(J. Toynbee and J. Ward Perkins, The Shrine of St. Peter, p. 136)

Fig. 13.8 Vatican City, excavations under St. Peter’s, Mausoleum F, stuccoes.

(Reverenda Fabbrica di San Pietro)

The cemetery tells us something about the status and the religious convictions of its owners and occupants. Of the persons recorded in its inscriptions, over half have Greek names. They are freedmen or descendants of freedmen, many in the Imperial civil service. Some are tradesmen, some artisans. Only one was of Senatorial rank: his daughter’s body was wrapped in purple and veiled in gold. The richness of the tombs bespeaks an attitude that is modern enough, or rather neither ancient nor modern, but a constant. Paradoxically, importance is attached to material things, to the race for riches and creature comforts, while at the same time there is a preoccupation with the after life, a return, after the skepticism of the earlier Empire, to a belief in a personal immortality in store for those who have led moral lives. The deceased are connected with the world they have left behind by tubes for libations, that wine and milk may be poured down on their bones. Heaven is variously conceived: as a place of blessed sleep, or, like the Etruscan heaven, a succession of banquets, wine, and gardens. Grief is swallowed up in victory; the dead have their patron heroes: Hermes, Hercules, Minerva, Apollo, Dionysus, the Egyptian Isis or Horus—and Christ.

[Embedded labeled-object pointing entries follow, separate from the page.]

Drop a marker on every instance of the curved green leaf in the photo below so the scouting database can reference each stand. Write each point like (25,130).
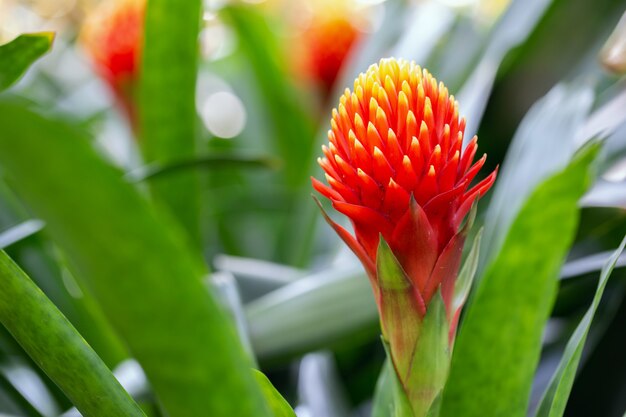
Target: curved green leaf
(555,398)
(58,348)
(167,86)
(217,161)
(147,280)
(19,54)
(500,339)
(279,406)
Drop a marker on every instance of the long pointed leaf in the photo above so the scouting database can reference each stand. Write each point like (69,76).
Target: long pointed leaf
(500,339)
(17,55)
(58,348)
(167,102)
(147,280)
(555,398)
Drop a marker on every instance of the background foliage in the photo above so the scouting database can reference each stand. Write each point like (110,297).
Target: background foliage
(119,221)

But the pagan cemetery, interesting as it is for the light it casts on the middle class of the early fourth century of our era, is not the centrally important archaeological discovery under St. Peter’s, nor does it supply the motive for Constantine’s location of his church just here. That motive the excavators found in the open space they named “Campo P.” Campo P is separated from mausoleum R by a sloping passage, called the Clivus; the drain under the passage contains tiles with stamps dated between the years 147–161, which fall within the reign of Antoninus Pius. A painted brick wall, since made famous as the Red Wall, separates the Clivus from Campo P. Into this wall are cut three superposed niches, two in the fabric of the wall itself, one beneath its foundations, which were actually raised on a sort of bridge at this point to protect the cavity. In front of the niches traces were found of a modest architectural façade, called the Aedicula, or little shrine.

In the cavity the excavators found human bones, which they have never identified further than to describe them as those of a person of advanced age and robust physique. The Aedicula penetrated above the pavement of Old St. Peter’s and formed its architectural focus. The conclusion is inevitable that Constantine in A.D. 322 planned his basilica to rise just here, at great trouble and expense, because he believed the lowest niche, under the Red Wall, to enshrine a relic of overarching importance, nothing less than the bones of St. Peter. There is thus no doubt whatever, on objective evidence, that the Aedicula was reverenced in the fourth Christian century as marking the burial place of the founder of the Roman church.

Fig. 13.9 Vatican City, excavations under St. Peter’s, Campo P.